Pros oficializa candidatura de Camilo Santana

Sem conseguir emplacar o nome de um membro de seu partido como candidato à sua sucessão, o governador do Ceará, Cid Gomes (PROS), oficializou neste domingo, 29, durante convenção, em Fortaleza, a candidatura do deputado estadual Camilo Santana (PT). Dentre os petistas cearenses, o escolhido é o que mais tem identidade com Cid, tendo sido secretário nas duas gestões dele. Na primeira, como secretário do Desenvolvimento Agrário e, na segunda gestão, como secretário de Cidades.

CARMEN POMPEU, Agência Estado

29 Junho 2014 | 17h01

A candidatura de Camilo Santana foi feita de última hora e é fruto de uma manobra para evitar que o deputado federal José Guimarães (PT) fosse disputar o Senado com apoio de Cid. Guimarães é irmão do condenado no Mensalão, José Genoino, e teve um assessor preso ao tentar embarcar em um avião escondendo dólares na cueca. Para que ele desistisse da disputa ao Senado, Cid ofereceu a cabeça de chapa ao PT e escalou Camilo para a disputa. O governador também precisou convencer cinco correligionários a saírem do páreo.

O ginásio do colégio Ari de Sá, no Centro de Fortaleza, estava enfeitado com banners gigantes Neles, Camilo aparece como figura central, ladeado por Cid Gomes; o prefeito de Fortaleza, Roberto Cláudio; o ex-ministro Ciro Gomes; a presidente Dilma Rousseff e o ex-presidente Lula.

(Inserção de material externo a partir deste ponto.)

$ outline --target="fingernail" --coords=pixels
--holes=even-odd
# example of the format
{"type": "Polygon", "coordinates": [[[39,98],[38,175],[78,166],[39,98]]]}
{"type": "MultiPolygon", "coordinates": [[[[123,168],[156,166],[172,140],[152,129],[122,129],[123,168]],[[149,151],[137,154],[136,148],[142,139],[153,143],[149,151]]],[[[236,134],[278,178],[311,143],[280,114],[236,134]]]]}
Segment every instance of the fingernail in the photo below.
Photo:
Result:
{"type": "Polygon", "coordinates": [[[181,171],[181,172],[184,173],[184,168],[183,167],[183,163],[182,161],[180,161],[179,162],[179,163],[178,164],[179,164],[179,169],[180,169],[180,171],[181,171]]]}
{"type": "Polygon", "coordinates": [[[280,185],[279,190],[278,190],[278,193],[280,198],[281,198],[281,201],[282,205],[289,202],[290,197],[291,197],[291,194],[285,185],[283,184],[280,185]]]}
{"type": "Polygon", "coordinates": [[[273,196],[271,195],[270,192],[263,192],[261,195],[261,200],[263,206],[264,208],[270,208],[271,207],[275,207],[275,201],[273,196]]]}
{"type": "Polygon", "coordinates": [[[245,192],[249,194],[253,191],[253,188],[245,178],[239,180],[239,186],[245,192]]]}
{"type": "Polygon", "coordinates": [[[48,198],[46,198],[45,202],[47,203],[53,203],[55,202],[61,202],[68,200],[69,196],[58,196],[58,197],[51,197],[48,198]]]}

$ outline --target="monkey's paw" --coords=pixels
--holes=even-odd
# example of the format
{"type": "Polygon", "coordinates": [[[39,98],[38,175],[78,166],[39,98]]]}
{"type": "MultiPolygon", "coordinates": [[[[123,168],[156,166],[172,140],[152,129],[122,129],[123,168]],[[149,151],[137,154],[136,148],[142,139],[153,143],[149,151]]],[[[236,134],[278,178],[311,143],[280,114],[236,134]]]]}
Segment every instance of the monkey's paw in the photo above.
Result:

Cid fez questão de citar quatro vezes seguidas o nome de Dilma e que ela terá seu apoio para a reeleição. Enfatizou que, do lado adversário, no palanque do senador Eunício Oliveira (PMDB) ao governo, estariam quatro candidatos a presidente:

Dilma, por estar alinhada nacionalmente com o PMDB; Aécio Neves, por ser aliado de Tasso Jereissati, possível candidato ao Senado em dobradinha com Eunício; além de Eduardo Campos (PSB) e pastor Everaldo (PSC).

"Será uma campanha dura e movida, pelo lado de lá (Eunício), pelo ódio. Resolveram juntar cabra, jumento e ovelha", afirmou Cid, sem citar nomes, mas dando a entender que se referia a Eunício, Roberto Pessoa (PR) e Tasso Jereissati, respectivamente, candidatos a governador, vice e possível senador. "Uma hora, é Dilma. Outra, é Aécio. Mas é só conversa para boi dormir", criticou.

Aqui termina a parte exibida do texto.